There are a few phrases out there that just annoy me. They’ve annoyed me to the point that I’m going to write about them and share why they annoy me and hopefully you’ll be annoyed too... I’m not trying to stop the usage of the phrases (although it would be fantastic) just spread the annoyance of it. Enjoy.

“The First Annual…”: There is no such thing as “First Annual.” There’s a “First Ever” but until there’s a second one it can’t be considered an annual event. If you’d like it to become annual you can state that, but there simply isn’t anything that is annual on the first time out. I don’t know why this one grates on me so much, but it does.

“My First... (Book)…”: Once we had a daughter, we discovered (through gifts) this line of books for kids. It includes names like “My First Bible.” “My First Alphabet Book,” “My First Outdoors Book,” “My First Quantum Physics Problem Solving Book.” What an ego this book has to be able to claim it’s the first one my child has ever had. On particular “My First” book, we got three of them. Should I scribble “first” out on the other two? If I buy one of these for a baby, do I need to call ahead to make sure it’s going to be the first one he/she has gotten? Too much pressure… Just buy the folks diapers and be done with it.

“The Best Kept Secret”: When people are trying to get you to go to a new business, or trying to let you know about something that you may not be aware of, sometimes they refer to it as “The best kept secret ion Town!” This tells me two things. 1. You’re not good at keeping secrets. 2. The place won’t be around too long if their trying to make money and they keep the fact that they have a business a secret.

I know, it’s a marketing ploy to make you think you’ve discovered something that not many other people have… but it’s dumb. It’s marketing to the lowest common denominator client…and if that’s who you are, well… Send me a check. Invest in the best kept secret on the internet.

“Home Cooking”: There are a lot of restaurants out there that tout the fact that they serve “home cooking.” The reason I’m going out to eat is because I want to eat something I don’t get at home. No discredit to the wonderful meals that are created at my house at all. My wife is an awesome cook and I’m no slouch around the breakfast stove, but when I go out to eat, it’s to get something different. I don’t want home cooking. I want restaurant cooking. If you wan’t to get the same idea across…call it “comfort food” not “home cooking.”

“All You Can Eat”: I talked about this one before. This one is hard for me. I love buffets (just ask my ever expanding belly) and I like eating a good amount of food… but I know, in my heart, I can eat more. If I’m at an “all you can eat” I feel obligated to eat all I can. Not just all I care to eat… all I can. THIS IS WHY AMERICANS ARE FAT. Wording needs to change.. not diets.
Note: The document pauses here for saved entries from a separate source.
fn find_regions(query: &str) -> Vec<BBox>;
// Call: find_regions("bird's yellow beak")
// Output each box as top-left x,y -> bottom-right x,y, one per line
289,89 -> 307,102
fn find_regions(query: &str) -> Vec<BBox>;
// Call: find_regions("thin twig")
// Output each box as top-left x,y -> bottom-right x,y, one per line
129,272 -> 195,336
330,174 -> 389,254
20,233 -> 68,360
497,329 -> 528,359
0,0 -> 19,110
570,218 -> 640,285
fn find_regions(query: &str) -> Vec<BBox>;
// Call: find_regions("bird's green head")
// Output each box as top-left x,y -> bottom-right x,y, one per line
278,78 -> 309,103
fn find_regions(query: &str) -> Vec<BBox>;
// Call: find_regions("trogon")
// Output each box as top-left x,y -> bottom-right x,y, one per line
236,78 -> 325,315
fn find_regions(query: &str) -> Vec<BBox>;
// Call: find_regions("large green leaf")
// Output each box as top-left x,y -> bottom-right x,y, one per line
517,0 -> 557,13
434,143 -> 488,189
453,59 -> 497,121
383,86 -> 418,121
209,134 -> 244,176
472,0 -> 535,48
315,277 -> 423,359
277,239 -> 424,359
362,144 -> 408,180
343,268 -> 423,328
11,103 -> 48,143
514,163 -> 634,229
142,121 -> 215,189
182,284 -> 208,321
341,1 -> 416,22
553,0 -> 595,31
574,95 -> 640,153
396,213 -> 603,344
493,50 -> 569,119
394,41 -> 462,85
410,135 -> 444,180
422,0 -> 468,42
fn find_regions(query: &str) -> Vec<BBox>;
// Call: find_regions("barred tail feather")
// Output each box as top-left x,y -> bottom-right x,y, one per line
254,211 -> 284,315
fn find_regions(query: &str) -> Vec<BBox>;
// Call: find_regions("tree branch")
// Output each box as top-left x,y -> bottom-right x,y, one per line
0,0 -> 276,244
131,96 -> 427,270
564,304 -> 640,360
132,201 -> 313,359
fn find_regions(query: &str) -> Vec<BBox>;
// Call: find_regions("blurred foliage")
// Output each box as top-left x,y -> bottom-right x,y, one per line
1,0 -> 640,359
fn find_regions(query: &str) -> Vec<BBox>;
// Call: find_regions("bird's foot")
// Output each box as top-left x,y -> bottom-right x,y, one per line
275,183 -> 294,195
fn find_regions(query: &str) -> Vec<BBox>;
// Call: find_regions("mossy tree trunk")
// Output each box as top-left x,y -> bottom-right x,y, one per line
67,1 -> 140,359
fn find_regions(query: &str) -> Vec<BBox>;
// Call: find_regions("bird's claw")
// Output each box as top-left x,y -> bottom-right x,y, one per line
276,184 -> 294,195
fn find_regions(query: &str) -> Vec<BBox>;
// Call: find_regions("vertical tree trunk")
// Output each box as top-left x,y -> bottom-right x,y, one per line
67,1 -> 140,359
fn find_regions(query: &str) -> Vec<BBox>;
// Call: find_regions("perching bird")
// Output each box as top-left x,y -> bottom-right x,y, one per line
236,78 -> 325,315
“To Die For”: I’ve never met a pastry that I would end my life after eating. When you tell me that doughnut is to die for… That’s what I picture. I certainly wouldn’t want to recommend something like that to someone. “Hey Cisco, you’ll want to fricking die a slow painful death after eating this slice of pizza! It’s freaking AWESOME!”

“Basically”: I use this word sometimes, but it’s a word with no actual use. Think about it. Everytime it’s used either as a word filler “what I’m basically getting at is…” or as an undefinate answer that means “yes.” It can be stricken from the English language and we’d never miss it.